В поэтическом творчестве романтизма вера стоит выше знания, автору достаточно подвести читателя к порогу чудесного, не имея мужества переступить его. Так, например, в красивой легенде Кляйста «Святая Сесилия, или Сила музыки» автор цитирует покровительницу музыкального искусства, которая во времена иконоборчества принимает человеческий облик, управляет мессой и путает чувства нарушителей спокойствия, проникших в храм, где совершается священнодействие. Тикк же довольствуется надеждой «встретить когда-нибудь еще более высокое, неземное пение сфер, по сравнению с которым все здешнее искусство покажется грубым и неуклюжим».

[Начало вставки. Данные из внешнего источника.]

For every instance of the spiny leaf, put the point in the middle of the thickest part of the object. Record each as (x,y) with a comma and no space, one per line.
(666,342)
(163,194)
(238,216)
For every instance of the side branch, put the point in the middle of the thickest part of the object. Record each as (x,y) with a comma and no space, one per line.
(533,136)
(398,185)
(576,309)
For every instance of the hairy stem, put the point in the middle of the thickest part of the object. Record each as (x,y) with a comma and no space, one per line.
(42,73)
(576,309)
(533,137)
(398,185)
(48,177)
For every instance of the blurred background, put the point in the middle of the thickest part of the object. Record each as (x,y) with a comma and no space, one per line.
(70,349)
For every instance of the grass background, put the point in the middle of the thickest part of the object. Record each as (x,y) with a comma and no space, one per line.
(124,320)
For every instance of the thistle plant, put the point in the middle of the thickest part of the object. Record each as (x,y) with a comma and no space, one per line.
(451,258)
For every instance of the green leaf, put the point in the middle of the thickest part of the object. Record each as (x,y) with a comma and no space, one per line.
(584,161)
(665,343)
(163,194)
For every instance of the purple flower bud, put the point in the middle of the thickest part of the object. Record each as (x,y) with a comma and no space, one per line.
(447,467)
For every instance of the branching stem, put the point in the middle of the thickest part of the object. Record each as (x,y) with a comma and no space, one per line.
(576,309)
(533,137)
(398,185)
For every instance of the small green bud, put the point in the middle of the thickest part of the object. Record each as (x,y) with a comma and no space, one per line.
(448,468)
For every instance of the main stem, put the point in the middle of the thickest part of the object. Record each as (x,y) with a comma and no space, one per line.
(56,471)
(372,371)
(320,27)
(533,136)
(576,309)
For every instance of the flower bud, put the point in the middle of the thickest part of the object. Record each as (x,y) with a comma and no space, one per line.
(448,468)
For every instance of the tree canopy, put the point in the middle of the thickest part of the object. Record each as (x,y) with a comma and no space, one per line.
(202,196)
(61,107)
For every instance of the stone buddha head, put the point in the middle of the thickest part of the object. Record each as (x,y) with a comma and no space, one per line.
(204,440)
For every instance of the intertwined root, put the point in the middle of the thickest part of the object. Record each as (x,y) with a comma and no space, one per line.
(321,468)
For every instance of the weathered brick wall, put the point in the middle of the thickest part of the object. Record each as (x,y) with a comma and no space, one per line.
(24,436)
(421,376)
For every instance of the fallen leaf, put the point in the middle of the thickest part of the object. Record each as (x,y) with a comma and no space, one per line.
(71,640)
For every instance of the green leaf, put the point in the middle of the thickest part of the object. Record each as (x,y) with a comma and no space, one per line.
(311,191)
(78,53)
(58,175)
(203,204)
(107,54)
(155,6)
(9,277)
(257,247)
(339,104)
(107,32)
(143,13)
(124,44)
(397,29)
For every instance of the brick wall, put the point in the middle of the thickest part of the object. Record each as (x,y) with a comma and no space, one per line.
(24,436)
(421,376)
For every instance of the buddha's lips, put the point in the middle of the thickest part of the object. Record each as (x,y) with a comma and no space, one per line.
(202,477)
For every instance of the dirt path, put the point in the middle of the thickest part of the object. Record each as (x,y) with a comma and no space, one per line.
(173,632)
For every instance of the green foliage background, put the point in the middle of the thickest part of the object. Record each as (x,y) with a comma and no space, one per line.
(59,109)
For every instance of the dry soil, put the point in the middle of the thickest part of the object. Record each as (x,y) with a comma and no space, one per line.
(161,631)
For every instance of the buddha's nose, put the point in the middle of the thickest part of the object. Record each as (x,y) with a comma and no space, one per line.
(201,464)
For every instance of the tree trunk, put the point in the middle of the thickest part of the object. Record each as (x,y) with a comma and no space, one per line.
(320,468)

Покрытая мистикой, продолжает жить вера в гармонию сфер, которая Э.Т.А. Гофману (в «Серапионовых братьях») представляется «великим и неизменным жизненным принципом самой природы». От К.M. фон Вебера из приведенного выше рассказа («Интермеццо I») мы уже знаем о его исполненном таинственной красотой признании себя сторонником идеи о гармонии сфер. Среди философов-идеалистов наибольшее внимание гармонии сфер уделял в своих трудах Фридрих Вильгельм Шеллинг (1775–1854).

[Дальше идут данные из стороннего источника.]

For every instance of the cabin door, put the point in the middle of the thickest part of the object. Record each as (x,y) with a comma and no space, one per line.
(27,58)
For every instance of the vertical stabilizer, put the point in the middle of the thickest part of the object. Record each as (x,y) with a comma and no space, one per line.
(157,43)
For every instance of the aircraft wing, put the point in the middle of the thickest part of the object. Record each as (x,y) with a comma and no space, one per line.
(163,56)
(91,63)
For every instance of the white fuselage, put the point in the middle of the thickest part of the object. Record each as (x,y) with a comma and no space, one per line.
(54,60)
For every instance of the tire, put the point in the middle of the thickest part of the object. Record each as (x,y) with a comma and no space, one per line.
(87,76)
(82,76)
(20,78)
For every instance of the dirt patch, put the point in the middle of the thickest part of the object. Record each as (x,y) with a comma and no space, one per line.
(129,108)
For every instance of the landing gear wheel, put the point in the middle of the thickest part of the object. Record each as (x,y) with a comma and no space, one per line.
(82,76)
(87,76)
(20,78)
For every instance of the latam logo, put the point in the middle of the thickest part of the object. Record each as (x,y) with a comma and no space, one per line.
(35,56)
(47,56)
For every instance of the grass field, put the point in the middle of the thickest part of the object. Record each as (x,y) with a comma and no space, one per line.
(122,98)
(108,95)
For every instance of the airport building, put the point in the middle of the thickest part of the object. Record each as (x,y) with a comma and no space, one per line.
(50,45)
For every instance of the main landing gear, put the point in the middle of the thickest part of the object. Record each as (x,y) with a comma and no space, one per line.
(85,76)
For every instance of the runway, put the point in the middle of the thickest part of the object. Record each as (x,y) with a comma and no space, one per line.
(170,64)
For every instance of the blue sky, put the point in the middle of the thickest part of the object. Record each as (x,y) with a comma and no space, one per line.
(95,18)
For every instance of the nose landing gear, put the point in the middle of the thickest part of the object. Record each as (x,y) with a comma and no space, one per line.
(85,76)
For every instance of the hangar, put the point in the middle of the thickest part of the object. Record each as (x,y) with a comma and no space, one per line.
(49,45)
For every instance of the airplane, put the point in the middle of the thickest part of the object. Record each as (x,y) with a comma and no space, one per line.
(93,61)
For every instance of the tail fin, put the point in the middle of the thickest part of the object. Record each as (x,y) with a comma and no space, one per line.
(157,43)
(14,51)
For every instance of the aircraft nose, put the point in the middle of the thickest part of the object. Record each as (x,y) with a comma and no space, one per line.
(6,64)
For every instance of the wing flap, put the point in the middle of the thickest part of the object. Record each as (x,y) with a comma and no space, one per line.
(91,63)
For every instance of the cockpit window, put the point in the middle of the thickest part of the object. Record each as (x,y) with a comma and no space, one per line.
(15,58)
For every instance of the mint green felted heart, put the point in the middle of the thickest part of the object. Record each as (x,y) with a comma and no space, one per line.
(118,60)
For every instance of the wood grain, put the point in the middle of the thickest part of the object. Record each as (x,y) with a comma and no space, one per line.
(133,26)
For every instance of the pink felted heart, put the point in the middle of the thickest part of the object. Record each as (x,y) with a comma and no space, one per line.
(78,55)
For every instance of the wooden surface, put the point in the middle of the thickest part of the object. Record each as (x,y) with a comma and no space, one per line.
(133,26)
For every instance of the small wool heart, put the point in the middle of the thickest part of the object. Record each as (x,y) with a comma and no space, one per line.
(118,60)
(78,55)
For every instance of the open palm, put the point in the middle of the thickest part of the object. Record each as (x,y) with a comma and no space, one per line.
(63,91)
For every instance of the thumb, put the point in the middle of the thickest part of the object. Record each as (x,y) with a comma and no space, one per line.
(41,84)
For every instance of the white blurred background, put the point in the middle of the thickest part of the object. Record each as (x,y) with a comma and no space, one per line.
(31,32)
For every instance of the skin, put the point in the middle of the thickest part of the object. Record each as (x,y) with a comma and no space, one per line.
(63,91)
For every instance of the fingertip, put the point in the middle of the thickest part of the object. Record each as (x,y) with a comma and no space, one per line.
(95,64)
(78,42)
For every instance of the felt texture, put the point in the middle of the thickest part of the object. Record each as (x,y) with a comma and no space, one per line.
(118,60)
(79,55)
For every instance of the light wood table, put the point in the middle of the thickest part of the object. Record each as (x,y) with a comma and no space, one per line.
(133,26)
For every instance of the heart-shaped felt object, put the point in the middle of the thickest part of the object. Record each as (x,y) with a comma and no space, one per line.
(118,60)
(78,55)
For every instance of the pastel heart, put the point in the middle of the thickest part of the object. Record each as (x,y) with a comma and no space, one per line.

Для него музыка – это не что иное, как прототипически услышанный ритм и гармония видимой Вселенной или то искусство, которое в наибольшей степени сбрасывает с себя все телесное и поддерживается незримыми, чуть ли не духовными крыльями. Музыка делает наглядной форму движения мировых тел, гармонию сфер ни в коем случае нельзя понимать как реальное звучание. Пифагор говорил, что не движения небесных тел порождают музыку, а они сами являются музыкой. Соответственно этому, как указывает Сократ у Платона, музыкант – это тот, кто от чувственно услышанных гармоний переходит к нечувственным, умопостигаемым и к их пропорциям, т. е. настоящая, идеальная музыка вообще не слышна, а является нечувственной и сверхчувственной. Для Шеллинга ритм, гармония и мелодия – первые и самые чистые формы движения во Вселенной: центростремительная сила – гармония, центробежная сила – ритм. В Солнечной системе выражена вся система музыки. Мажор и минор, бас, тенор, альт и дискант Шеллинг находит в звездах, движение планет он трактует как чистую мелодию.